Sunday, August 18, 2013

Street Twig

Street Twig

Today's obscure public art adventure takes us outside of downtown Portland for a change. Street Twig is at the corner of NE 16th & Weidler, a few blocks north and east of the Lloyd Center mall, next to a mid-2000s condo complex. CultureNOW describes it briefly:

The Big Leaf Maple tree, Acer macrophyllum, is represented here as a single branch with abundant seedpods. There are some impressive specimens of this Northwest native in the Sullivan's Gulch neighborhood. Big Leaf Maples have great breadth and support a quantity of life forms within their branches. These tree-born gardens are suggestive of the Sullivan's Gulch neighborhood, which is evolving organically, layer upon layer.
Street Twig

The RACC page for Street Twig leaves out the melodramatic, booster-ish last sentence of that description. That last sentence is key, though, as it gives a little insight into how a public artwork ended up outside the I-405 loop. Over roughly the last 20 years, the neighborhood around NE Broadway & Weidler has been promoted on and off as the Next Big Thing, but it's never really taken off the way places like the Pearl District and Mississippi Avenue have. They keep adding urban amenities that did the trick elsewhere, but this area is somewhat more immune than other parts of the city. It's kind of an odd and interesting part of town, with wide busy streets, the Lloyd Center shopping mall, and a number of big national chain restaurants. There are a lot of small local businesses too, but the area still feels like an island of quasi-suburbia planted in the middle of the city.

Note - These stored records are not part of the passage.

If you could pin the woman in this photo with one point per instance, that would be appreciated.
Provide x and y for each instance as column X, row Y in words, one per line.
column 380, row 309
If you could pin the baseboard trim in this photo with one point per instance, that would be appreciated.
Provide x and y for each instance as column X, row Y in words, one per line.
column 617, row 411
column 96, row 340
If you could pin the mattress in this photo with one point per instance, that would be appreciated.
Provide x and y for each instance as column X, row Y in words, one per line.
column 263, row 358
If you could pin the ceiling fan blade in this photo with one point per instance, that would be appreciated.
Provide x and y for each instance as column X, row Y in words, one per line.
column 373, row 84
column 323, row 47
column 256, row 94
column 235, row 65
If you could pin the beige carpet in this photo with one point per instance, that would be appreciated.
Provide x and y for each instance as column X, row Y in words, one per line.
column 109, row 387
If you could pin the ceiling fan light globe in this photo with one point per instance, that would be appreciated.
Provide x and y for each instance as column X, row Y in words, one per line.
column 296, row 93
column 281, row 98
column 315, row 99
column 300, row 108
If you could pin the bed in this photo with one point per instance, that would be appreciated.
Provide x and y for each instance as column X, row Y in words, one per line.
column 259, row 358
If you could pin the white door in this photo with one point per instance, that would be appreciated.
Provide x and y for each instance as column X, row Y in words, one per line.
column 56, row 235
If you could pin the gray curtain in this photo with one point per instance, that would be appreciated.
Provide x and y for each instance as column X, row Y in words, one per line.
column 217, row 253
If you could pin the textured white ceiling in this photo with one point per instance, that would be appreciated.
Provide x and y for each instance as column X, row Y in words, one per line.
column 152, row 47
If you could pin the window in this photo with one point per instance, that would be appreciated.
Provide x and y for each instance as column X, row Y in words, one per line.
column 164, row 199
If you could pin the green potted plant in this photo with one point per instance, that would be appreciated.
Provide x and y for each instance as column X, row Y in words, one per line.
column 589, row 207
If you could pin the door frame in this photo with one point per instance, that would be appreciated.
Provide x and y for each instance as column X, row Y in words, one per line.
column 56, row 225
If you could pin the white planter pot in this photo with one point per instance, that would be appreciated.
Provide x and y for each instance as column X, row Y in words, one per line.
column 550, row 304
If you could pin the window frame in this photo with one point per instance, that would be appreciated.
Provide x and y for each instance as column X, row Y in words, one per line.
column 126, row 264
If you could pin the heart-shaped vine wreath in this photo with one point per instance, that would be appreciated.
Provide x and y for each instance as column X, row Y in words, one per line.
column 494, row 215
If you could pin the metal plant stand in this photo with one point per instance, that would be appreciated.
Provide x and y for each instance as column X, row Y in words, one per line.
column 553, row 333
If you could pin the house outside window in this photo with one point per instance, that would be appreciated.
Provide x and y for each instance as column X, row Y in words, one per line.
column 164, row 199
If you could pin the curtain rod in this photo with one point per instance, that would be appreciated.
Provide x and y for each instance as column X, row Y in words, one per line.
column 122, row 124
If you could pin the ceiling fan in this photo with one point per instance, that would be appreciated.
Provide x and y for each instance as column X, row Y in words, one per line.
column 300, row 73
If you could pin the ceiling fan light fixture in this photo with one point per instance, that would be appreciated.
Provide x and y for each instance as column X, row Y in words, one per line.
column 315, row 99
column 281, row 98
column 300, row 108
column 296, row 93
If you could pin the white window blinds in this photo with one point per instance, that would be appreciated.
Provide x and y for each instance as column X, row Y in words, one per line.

Portland has a reliable formula for gentrifying old industrial areas, and a similar formula for gentrifying working class and minority neighborhoods. Taking an area that's already somewhat upscale -- but upscale of the wrong sort -- and making it more "urban" is something they've had less success with, not only here but in areas like SW Macadam south of downtown, or the Gateway area around the I-84 & I-205 interchange. Thanks to these ongoing efforts, at this point the Broadway / Lloyd / Sullivan's Gulch / Irvington area now has condo buildings, public art, and a shiny new streetcar, but still has a Toyota dealer, a very suburban-style McMenamins, a Taco Bell drive thru, and the only Red Robin & Applebees outlets anywhere near downtown. (The next closest locations of both chains are at, you guessed it, Gateway.) And you typically get to all of these places by driving. I actually think this is great; it would be terrible if every business district in town was hip and trendy in exactly the same way. I don't often get a hankering for a platter of chain restaurant mozzarella sticks and a Coors Lite. Ok, that pretty much never happens. But it's somehow reassuring that the option still exists.

Street Twig

Before the condo building went in, this block was home to the original Farrell's Ice Cream Parlour. Farrell's, which later grew into a national chain, traded in 1890s nostalgia, kid-friendliness, and noise, and several generations of Portlanders have nostalgic fond memories of the place. We went to the Washington Square location a few times when I was a kid, but never for a birthday that I can recall. The ice cream was ok (though strictly of the vanilla-or-chocolate-with-wacky-toppings variety). The noise and commotion maybe not so much. After the demise of the national chain, the original location stayed in business as The Original Portland Ice Cream Parlor, but was eventually sold to developers in 2001; in 2009 the new owners of the Farrell's trademark announced a new restaurant was coming to town, but this doesn't seem to have happened yet.

Street Twig

The bigleaf maple turns out to be an interesting sort of tree. I admit I've never paid a lot of attention to the local maple trees. Growing up in the Northwest, one is sort of conditioned to think of forests as a mix of commercially valuable conifers and "everything else", aka "junk", and maple trees are obviously in the latter category. If you can believe this, I did not even realize there was a distinct species of maple tree endemic to the West Coast, much less that it has (supposedly) the largest leaves of any maple variety.

The really surprising thing is that bigleaf maple trees can be used to make maple syrup. We don't have a commercial maple syrup industry here, even a small artisanal one, and (according to Google) the only Portland business with "sugar shack" in the name is a notorious strip club. Wikipedia says that bigleaf syrup has a somewhat different flavor than the classic East Coast maple syrup everyone's used to. That might explain why you never see it in stores, but it just piques my curiosity./p>

There's an annual Bigleaf Maple Syrup Festival on Vancouver Island, BC; I guess it's logical that the country with a maple leaf on its flag pays a bit closer attention to this sort of thing. The US Forest Service published a detailed article about syrup production back in 1972, and I've come across a couple of personal accounts (both dated 2013) of people trying their hand at making syrup. The latter reports that the finished product was "superb". So I'm going to add this to my list of native Northwest foods that I'd like to try but can't find, along with camas root (which is supposedly fermentable too), wapato root, and lamprey. (Yes, I'd totally eat lamprey. They look like they have it coming.)